You can’t do it, people.
Machine Analysis of Word Frequency
Here’s another test. This one is much more recent, better backed by data, and apparently better at predicting what it’s supposed to predict. But there’s still a problem with it.
This test, too, is used to screen for potential psychosis, which usually, according to the article, comes on in a person’s early 20s, with warning signs in the late teens. Apparently there are subtle signs of being predisposed to psychosis in a person’s language (for example a less rich vocabulary).
For this test, researchers used an algorithm to study in detail the speech of 40 individuals in their diagnostic interviews with therapists. Based on these diagnostic interviews, a trained therapist can predict who will later develop psychosis with about 80% accuracy. The participants were then followed for 14 years (!) to discover whether they in fact developed psychosis. (Following a subject long-term is called a longitudinal study.)
It turned out that the algorithm could predict psychosis with a greater than 90% accuracy. The machine found that in addition to using a lot of synonyms, another predictor of psychosis was “a higher than normal usage of words related to sound.” The researchers had not anticipated this.
I am impressed with the results the test yields and I am really impressed that the designers actually tested its results by doing longitudinal studies to find out how many of the subjects actually displayed psychosis. (I think longitudinal studies are almost the only legitimate kind of social science research.) This checking of their results already puts them light years ahead of the eyes test.
That said, I think there is a potential problem with the way the machine was trained. To create a baseline for “normal” conversation, the researchers “fed [the] program the online conversations of 30,000 users of the social media platform Reddit.”

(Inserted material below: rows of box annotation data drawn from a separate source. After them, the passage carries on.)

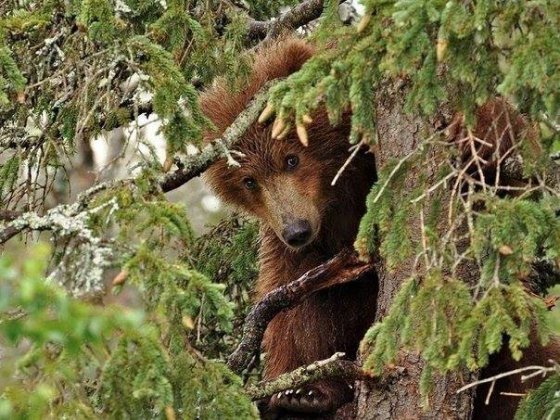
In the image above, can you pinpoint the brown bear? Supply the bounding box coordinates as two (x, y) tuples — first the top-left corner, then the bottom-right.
(201, 38), (558, 418)
(201, 39), (377, 412)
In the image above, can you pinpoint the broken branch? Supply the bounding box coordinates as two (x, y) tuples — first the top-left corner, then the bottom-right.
(228, 250), (373, 374)
(247, 353), (369, 400)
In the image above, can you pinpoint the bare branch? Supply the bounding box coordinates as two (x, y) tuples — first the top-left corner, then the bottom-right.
(228, 250), (373, 374)
(247, 353), (369, 400)
(456, 361), (558, 396)
(160, 82), (274, 192)
(248, 0), (324, 40)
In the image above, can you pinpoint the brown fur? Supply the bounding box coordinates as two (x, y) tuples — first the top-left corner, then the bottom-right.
(201, 39), (558, 418)
(202, 39), (377, 411)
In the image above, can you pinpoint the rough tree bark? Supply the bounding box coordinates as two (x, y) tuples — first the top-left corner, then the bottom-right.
(355, 83), (482, 420)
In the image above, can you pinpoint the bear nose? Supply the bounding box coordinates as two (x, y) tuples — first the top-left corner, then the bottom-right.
(282, 219), (311, 247)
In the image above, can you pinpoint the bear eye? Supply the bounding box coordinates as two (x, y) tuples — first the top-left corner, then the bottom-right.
(243, 177), (257, 190)
(286, 155), (299, 169)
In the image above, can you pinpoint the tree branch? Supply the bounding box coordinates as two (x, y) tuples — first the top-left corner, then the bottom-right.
(159, 82), (274, 192)
(228, 250), (373, 374)
(248, 0), (324, 39)
(247, 353), (370, 400)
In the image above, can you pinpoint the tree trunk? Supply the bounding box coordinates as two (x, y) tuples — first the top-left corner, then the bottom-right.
(356, 83), (476, 420)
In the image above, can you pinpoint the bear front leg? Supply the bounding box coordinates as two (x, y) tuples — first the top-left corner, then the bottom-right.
(269, 380), (354, 418)
(263, 299), (354, 419)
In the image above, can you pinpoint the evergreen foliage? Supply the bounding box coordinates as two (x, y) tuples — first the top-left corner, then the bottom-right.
(0, 0), (560, 419)
(269, 0), (560, 410)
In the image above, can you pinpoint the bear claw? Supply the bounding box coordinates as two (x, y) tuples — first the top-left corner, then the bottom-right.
(270, 387), (335, 413)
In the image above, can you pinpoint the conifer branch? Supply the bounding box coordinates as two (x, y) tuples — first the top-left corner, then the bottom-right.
(160, 82), (273, 192)
(247, 353), (369, 400)
(228, 250), (373, 374)
(455, 360), (559, 396)
(248, 0), (324, 40)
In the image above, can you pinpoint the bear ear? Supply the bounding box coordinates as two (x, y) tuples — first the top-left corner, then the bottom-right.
(200, 36), (314, 143)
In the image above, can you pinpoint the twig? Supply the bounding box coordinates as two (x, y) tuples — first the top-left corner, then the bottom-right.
(228, 250), (373, 374)
(456, 365), (558, 394)
(331, 140), (364, 186)
(160, 81), (274, 192)
(247, 0), (324, 40)
(247, 353), (369, 400)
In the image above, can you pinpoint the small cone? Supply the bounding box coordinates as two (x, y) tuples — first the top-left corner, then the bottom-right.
(301, 114), (313, 125)
(112, 270), (128, 286)
(181, 315), (194, 330)
(276, 124), (292, 140)
(358, 15), (371, 33)
(296, 124), (309, 147)
(271, 117), (286, 139)
(163, 155), (173, 172)
(498, 245), (513, 255)
(165, 405), (177, 420)
(436, 38), (449, 62)
(257, 104), (274, 124)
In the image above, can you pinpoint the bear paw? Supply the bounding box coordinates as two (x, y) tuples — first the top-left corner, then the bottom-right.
(269, 383), (353, 414)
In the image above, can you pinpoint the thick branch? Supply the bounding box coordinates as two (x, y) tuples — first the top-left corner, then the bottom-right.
(248, 0), (324, 39)
(228, 251), (373, 373)
(160, 82), (274, 192)
(0, 82), (273, 244)
(247, 353), (369, 400)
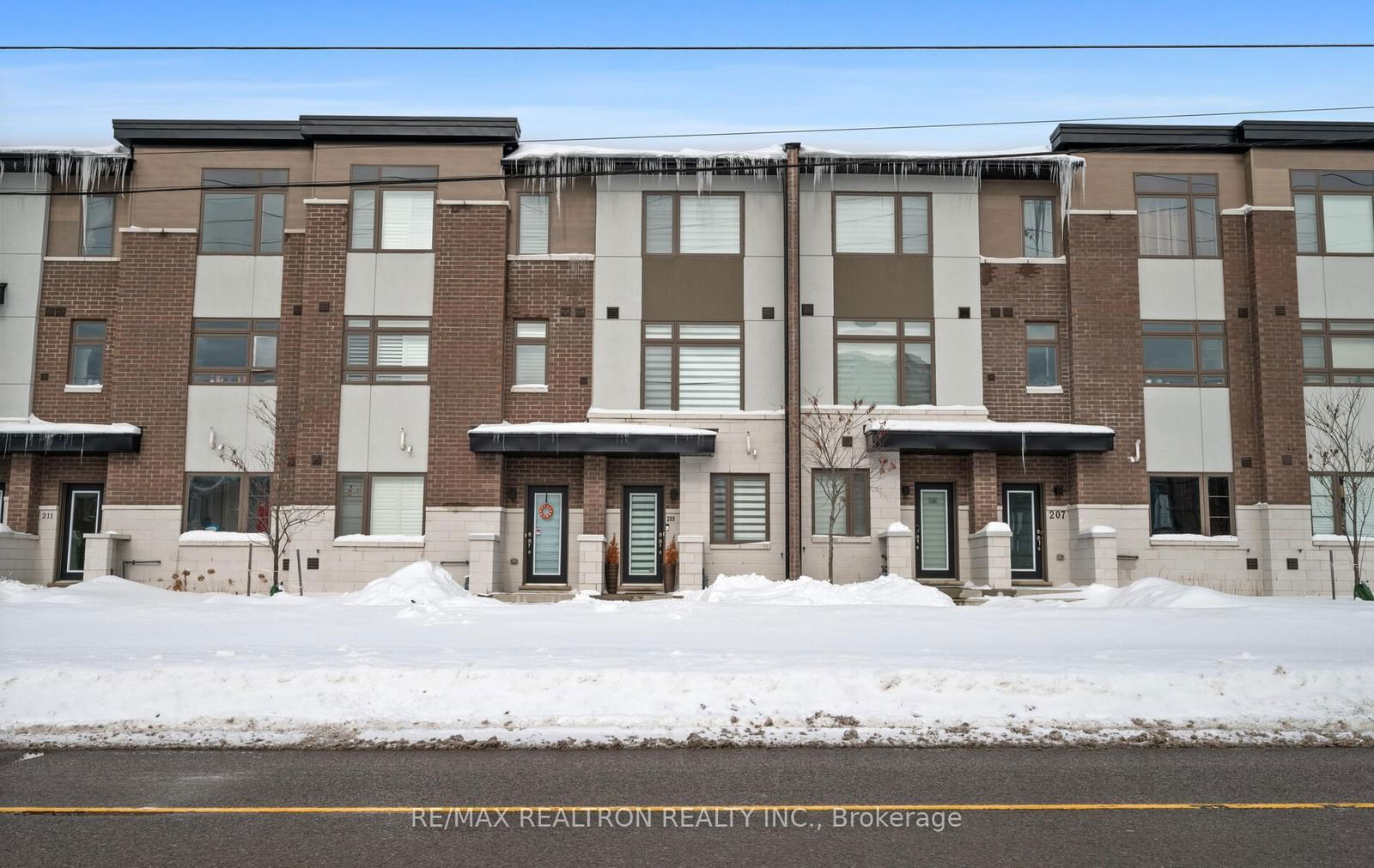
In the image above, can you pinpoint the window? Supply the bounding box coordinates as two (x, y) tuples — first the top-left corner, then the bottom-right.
(335, 474), (424, 537)
(517, 194), (548, 254)
(344, 316), (429, 383)
(1303, 320), (1374, 386)
(191, 320), (277, 386)
(644, 192), (745, 256)
(1290, 170), (1374, 252)
(185, 474), (272, 533)
(201, 169), (286, 252)
(643, 323), (744, 410)
(834, 194), (930, 254)
(710, 474), (768, 543)
(1150, 475), (1234, 537)
(1308, 474), (1374, 537)
(81, 197), (114, 257)
(514, 320), (548, 386)
(811, 470), (868, 537)
(1142, 321), (1225, 386)
(1135, 173), (1220, 257)
(1026, 323), (1060, 387)
(836, 320), (934, 407)
(1021, 199), (1054, 257)
(349, 167), (438, 250)
(67, 320), (105, 386)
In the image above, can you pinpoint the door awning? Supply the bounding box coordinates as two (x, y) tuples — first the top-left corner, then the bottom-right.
(864, 421), (1116, 454)
(0, 416), (143, 454)
(467, 422), (716, 454)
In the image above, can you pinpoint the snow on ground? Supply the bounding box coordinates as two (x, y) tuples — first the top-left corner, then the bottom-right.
(0, 563), (1374, 750)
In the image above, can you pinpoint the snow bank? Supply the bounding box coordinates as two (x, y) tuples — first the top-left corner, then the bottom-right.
(683, 575), (953, 605)
(339, 561), (500, 605)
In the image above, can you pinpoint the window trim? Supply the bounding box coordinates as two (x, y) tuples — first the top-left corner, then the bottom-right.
(1131, 170), (1225, 259)
(511, 318), (551, 387)
(345, 163), (440, 252)
(710, 472), (772, 545)
(830, 190), (936, 258)
(1146, 472), (1238, 537)
(339, 316), (435, 386)
(830, 319), (939, 407)
(639, 319), (747, 415)
(1021, 320), (1061, 389)
(195, 167), (291, 257)
(334, 470), (429, 538)
(1140, 320), (1231, 389)
(639, 190), (745, 259)
(811, 467), (872, 538)
(181, 470), (273, 533)
(1289, 169), (1374, 257)
(66, 320), (110, 386)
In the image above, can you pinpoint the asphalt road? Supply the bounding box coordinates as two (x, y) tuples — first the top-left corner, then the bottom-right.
(0, 749), (1374, 868)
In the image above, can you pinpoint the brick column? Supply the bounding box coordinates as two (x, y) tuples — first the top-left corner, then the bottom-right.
(970, 452), (1001, 533)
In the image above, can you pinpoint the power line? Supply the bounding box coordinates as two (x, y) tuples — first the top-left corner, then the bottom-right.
(0, 43), (1374, 52)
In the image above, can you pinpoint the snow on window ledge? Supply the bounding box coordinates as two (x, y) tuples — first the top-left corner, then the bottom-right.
(334, 533), (424, 548)
(1150, 533), (1241, 548)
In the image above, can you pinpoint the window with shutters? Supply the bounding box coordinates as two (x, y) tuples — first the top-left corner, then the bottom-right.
(513, 320), (548, 386)
(201, 169), (287, 254)
(710, 474), (768, 545)
(643, 323), (745, 410)
(344, 316), (429, 383)
(517, 192), (548, 256)
(834, 194), (930, 256)
(349, 167), (438, 250)
(334, 474), (424, 537)
(644, 192), (745, 256)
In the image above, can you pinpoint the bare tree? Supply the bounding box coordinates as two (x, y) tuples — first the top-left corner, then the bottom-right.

Internet conversation defines “normal.” That should raise red flags for all of us.
Then, that baseline of “normal,” from written conversations, was used to evaluate transcripts of face to face interviews. It looks like, in this case, this problem did not skew the data, given how well the test predicts psychosis. But I have a huge problem with the principle that we can diagnose people based on word frequency counts. In the wrong hands, this principle could really escape its glass cage and go rampaging across the countryside, wreaking havoc and destruction.
To take just one example, I’ve heard of a scholar (somewhere) who decided the Apostle Paul had some kind of sexual fixation because his letters so often use the word “flesh” (sarx). Never mind that Paul used the word sarx as shorthand for the deep sin nature of the unredeemed human being. When he used sarx, he was talking about a frustrating natural human inability to do good … and usually, he was talking about this phenomenon in himself.
This demonstrates how easily word-frequency studies can be manipulated to prove whatever we want. And this problem gets bigger the smaller the size of the text being studied.
What if you were analyzing an essay in which the author has to define a term? The term in question, and its synonyms, could come up dozens of times without being something that author is fixated on in everyday life. Using machine learning, you could “prove” that Ben Shapiro is a Nazi, because lately he’s had to spend so much time refuting that very accusation. (Shapiro is an orthodox Jew.)
Suffice it to say, though this particular study seems well-done, in general I am deeply suspicious of word-frequency tests, especially if they are the only measure being used, because they allow the researcher to ignore the actual content of the text in question.
So, What’s the Takeaway?
I don’t have a big moral of the story to give you here. Read the articles I linked to and decide for yourself. I am just sounding a warning that social science “data” is not nearly as objective as we tend to think it is, and may often be flat-out false.